Nonstop daily flight from Kona to Lihue commences
KONA — For Kealoha Curnan-Medina, flying nonstop from Kona to Lihue will make seeing family easier.
“It’s great for family to come visit,” she said.
Curnan-Medina, who lives on the Big Island but is from Kauai, was traveling from Kona to Lihue Sunday morning aboard Hawaiian Airlines’ inaugural direct flight between the two islands.
“I bought a ticket just to be on the first flight,” she said. “I’ve been waiting a long time for this to happen. I hope it stays forever.”
There were 60 people aboard the morning flight, said Alex Da Silva, spokesman for Hawaiian Airlines.
The passengers were a mix of tourists and Big Island residents who wanted to see Kauai. Some people, like Ted Fuetsch and Jane Garfield, said they didn’t know they were on the first flight.
“We were looking for the right connection and saw that there was a nonstop flight,” Fuetsch said.
Fuetsch and Garfield, who are from Nevada but live part-time on the Big Island, had a wedding to attend in Poipu Sunday night. They were making the most of the trip and planned to have an extended stay on the Garden Isle.
“I’ve never been; I hear it’s beautiful,” Garfield said.
In January, the airline announced the launching of a nonstop flight between Lihue and Kailua-Kona. The 263-mile flight from Lihue Airport to Kona International Airport becomes Hawaiian’s longest neighbor island route.
“We are always looking for ways to make traveling throughout the Hawaiian Islands more convenient,” said Peter Ingram, executive vice president and chief commercial officer. “This new nonstop service will meet growing demand for travel between Kauai and Hawaii Island by residents and visitors who currently connect through Maui or Honolulu.”
Hawaiian Airlines recently added two B717s to its interisland fleet, which gives the airline the flexibility to add the route, he said.
“Whether our guests are visitors seeking to experience multiple islands, or residents visiting relatives or conducting business, they will enjoy the added convenience and flexibility of this nonstop service,” Ingram said. “From an airline perspective, we are delighted to continue to enhance our network of neighbor island flights to provide even more options to travelers.”
There are currently two daily flights between the airports. One leaves Kona at 9:38 a.m.

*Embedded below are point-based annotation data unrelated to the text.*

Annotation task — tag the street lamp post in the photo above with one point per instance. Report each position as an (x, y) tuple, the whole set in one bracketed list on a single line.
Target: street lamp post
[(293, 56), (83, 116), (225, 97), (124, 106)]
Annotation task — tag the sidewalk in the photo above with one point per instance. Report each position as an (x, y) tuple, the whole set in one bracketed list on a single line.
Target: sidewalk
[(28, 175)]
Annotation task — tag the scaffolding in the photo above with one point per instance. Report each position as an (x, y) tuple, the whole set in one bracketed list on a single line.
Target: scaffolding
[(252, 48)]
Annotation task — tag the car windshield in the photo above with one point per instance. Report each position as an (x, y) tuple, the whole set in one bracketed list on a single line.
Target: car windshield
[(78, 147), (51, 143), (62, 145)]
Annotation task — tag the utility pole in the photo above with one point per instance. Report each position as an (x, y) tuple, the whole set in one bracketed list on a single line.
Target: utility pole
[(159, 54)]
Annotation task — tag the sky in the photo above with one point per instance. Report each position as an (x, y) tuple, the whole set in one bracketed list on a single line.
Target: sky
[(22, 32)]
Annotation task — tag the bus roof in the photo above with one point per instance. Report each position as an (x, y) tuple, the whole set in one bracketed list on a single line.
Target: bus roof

Another leaves Lihue at 3:44 p.m.
“We believe the once-daily flights are appropriate as a start, but as we do with every route, we will monitor it and make schedule adjustments as needed,” Ingram said.
The route offers people a chance to see the entire Hawaiian Islands chain, said Jamie Hightower, a flight attendant who worked on the first flight between the islands.
“Being a part of our newest flight is an honor. It is a chance for me to be a part of the expansion of a company that I am proud to represent,” Hightower said. “I also wanted to join this flight because Kauai holds a very special place in my heart.”
Hightower, who has been a flight attendant for about five years, lived on Kauai as a child until her father moved the family to Oahu for a new job.
Hawaiian first launched flights to Kona from Honolulu on July 10, 1949, and started service from Honolulu to Lihue six months later on Jan. 8, 1950. Today, the carrier operates an average of 21 daily departures from each airport with its Boeing 717 fleet.
During the summer, Hawaiian offers direct flights from both Kona and Lihue to Los Angeles, and from Lihue to Oakland. In December 2016, Hawaiian started its first-ever international service from Kona with thrice-weekly flights to Tokyo’s Haneda Airport.
The 58-minute flight between the Big Island and Kauai cuts travel time, Curnan-Medina said. Before, she had to stop for a layover on Oahu. Because of that, she gets to spend more time with family.
Her niece, Sarah Fern, was also traveling to Kauai. She said traveling by air is second nature.
“In Hawaii, we’re raised flying. It’s in our blood,” she said.
Sunday’s flight was piloted by Capt. Tait Duryea and First Officer Mimi Mycynek. Hightower, along with Jill Chang, Ardee Pascual and Stanley Dickinson, took care of passengers along the way.
Before taking off, Kaniela and Anna Akaka blessed the plane, wishing it and its passengers a safe fight.
“Whether it’s a canoe or a plane, we always prepare for a voyage, to make things right,” Kaniela Akaka said.
Watching the company expand is an an adventure, Hightower said.
“I never really left the islands growing up, and a vacation for our ohana was going to Kauai or Hilo to visit family,” she said. “With the company growing and expanding the way that we are, I’m excited to see where we will be headed next.”